Vancouver commercial real estate posted one of the strongest performances in Canada last year, with an average 13.7 per cent return on investment, according to the REALpac/IPD Canada annual property index.

Vancouver commercial real estate posted one of the strongest performances in Canada last year, with an average 13.7 per cent return on investment, according to the REALpac/IPD Canada annual property index.
Nationally, the annual total return was up sharply from 2009, which was negative at -0.3 per cent, and the 3.7 per cent return in 2008.  Growth last year was underpinned by a 4 per cent capital growth and a 6.5 per cent income return. The index measured $97 billion of directly-held commercial real estate as at the end of 2010.
"A rebound in property values was entirely responsible for boosting the total return into double-digit territory in 2010," said Simon Fairchild, managing director of IPD North America.“The return to capital growth last year follows two consecutive years of write-downs worth 9.3 per cent at the all property level.”
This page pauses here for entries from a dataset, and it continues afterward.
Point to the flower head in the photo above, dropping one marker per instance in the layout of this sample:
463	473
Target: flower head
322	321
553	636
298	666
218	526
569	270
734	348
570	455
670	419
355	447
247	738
Stronger returns were posted in all of the four major sectors. For the second year in a row, retail properties were the top performing sector with a total return of 15.6 per cent in 2010, followed by industrial property at 8.8 per cent, offices at 8.5 per cent and multi-family residential at 7.6 per cent.
Montreal led the six largest commercial property markets, with a total return of 14.2 per cent; Edmonton trailed in last with 6.5 per cent, the only market among the six where capital values did not show any recovery. Returns in the other three major markets were: Toronto (10.9 per cent); Ottawa (10.6 per cent); and Calgary (8.7 per cent).